MMJ International Holdings, the premier medical cannabis research company that is advancing the science of medical marijuana through patient clinical research and the operation of medical cannabis healthcare businesses, announced that its affiliate MMJ Bioscience has engaged Bianca Weinstock-Guttman, MD, as their principal investigator. Dr. Bianca Weinstock-Guttman is a Professor of Neurology at the State University of New York in Buffalo and serves as Executive Director of the New York State Multiple Sclerosis Consortium. She will execute the FDA approved study exploring the potential therapeutic applications of cannabinoids for progressive multiple sclerosis patients.

MMJ BioScience’s first clinical trial of cannabis-based medicines involving patients suffering from Multiple Sclerosis and its related forms of severe pain and spasticity will be seeking FDA permission to proceed to undertake a pharmaceutical research study to develop a prescription cannabis-based medicine. MMJ BioScience will commence their Phase 2 clinical trials with the guidance of their clinical research organization Parexel.

Michael Sharpe, spokesman for MMJ BioScience, said, “Entering Phase 2 trials is a highly significant point in the development of our cannabis-based medicines. These trials will allow us to demonstrate efficacy in a limited number of subjects and to establish the necessary dosage regimen and delivery mechanisms to provide the most effective relief to sufferers from the acute pain and spasticity associated with MS.”

The trials, to be conducted at a number of locations in New York Sate, are expected to begin in the first quarter of 2018, “Our aim is to test some of the claims which have been made for the medicinal qualities of cannabis in a structured clinical research program. This is an exciting moment, and we expect that our findings will lead to significant improvements in the pain relief available for sufferers of MS, said Michael Sharpe”

Patients will take MMJ BioScience's proprietary formulations of cannabis-based medicine by means of an oral gel cap. Initially, a limited number of patients will take part; but as data is collected and analyzed the trials will be extended.
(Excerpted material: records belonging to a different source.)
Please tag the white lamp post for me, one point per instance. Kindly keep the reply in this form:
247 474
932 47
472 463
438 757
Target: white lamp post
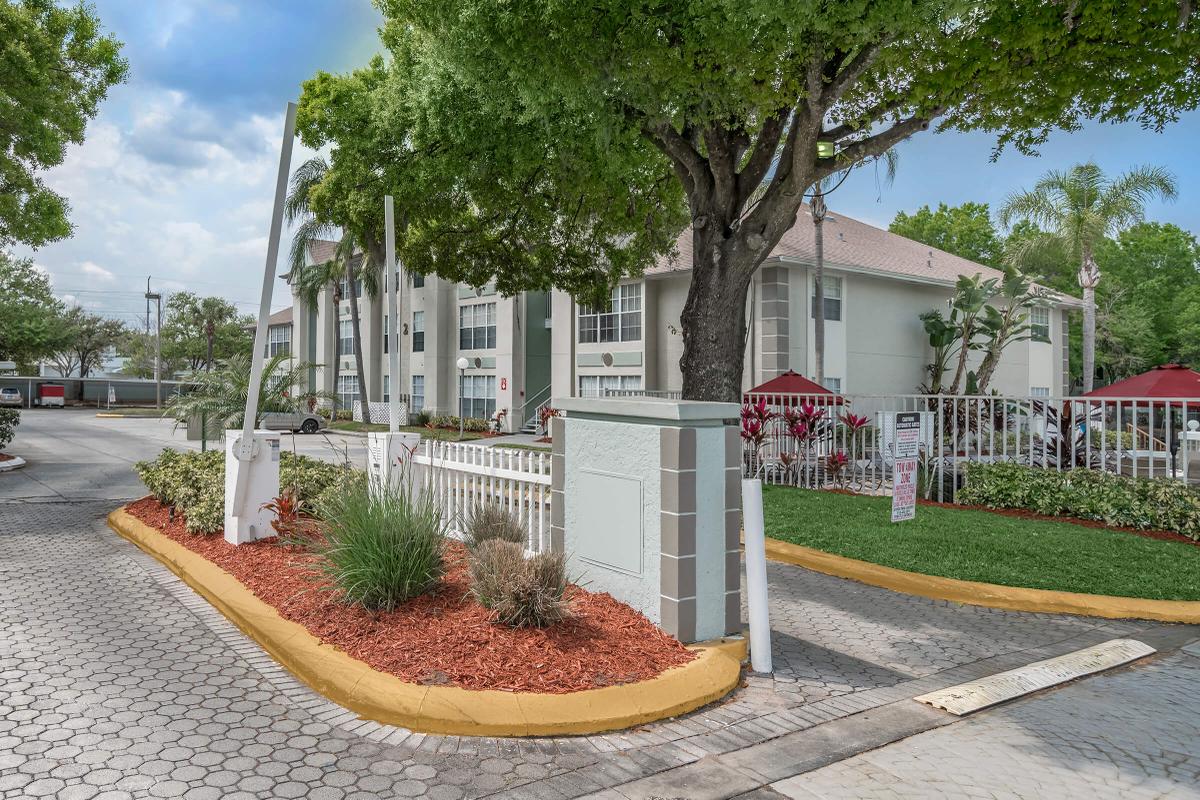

It is anticipated that over the next eighteen to 24 months that several hundred patients will be involved in the MMJ clinical trial program.

The aim of MMJ BioScience's clinical development program is to prepare data for the FDA product approval. MMJ hopes to bring to market prescription medicines as early as 2020. This will allow sufferers of MS and other conditions to experience the medical benefits of cannabis without unwanted psychoactive side effects, and without the health dangers associated with smoking. Micheal Sharpe added, “There is a considerable body of evidence to suggest that cannabis may have a number of positive medicinal uses, including the relief of pain and spasm in multiple sclerosis. We are now well on the way to being able to demonstrate this in a controlled clinical research environment.”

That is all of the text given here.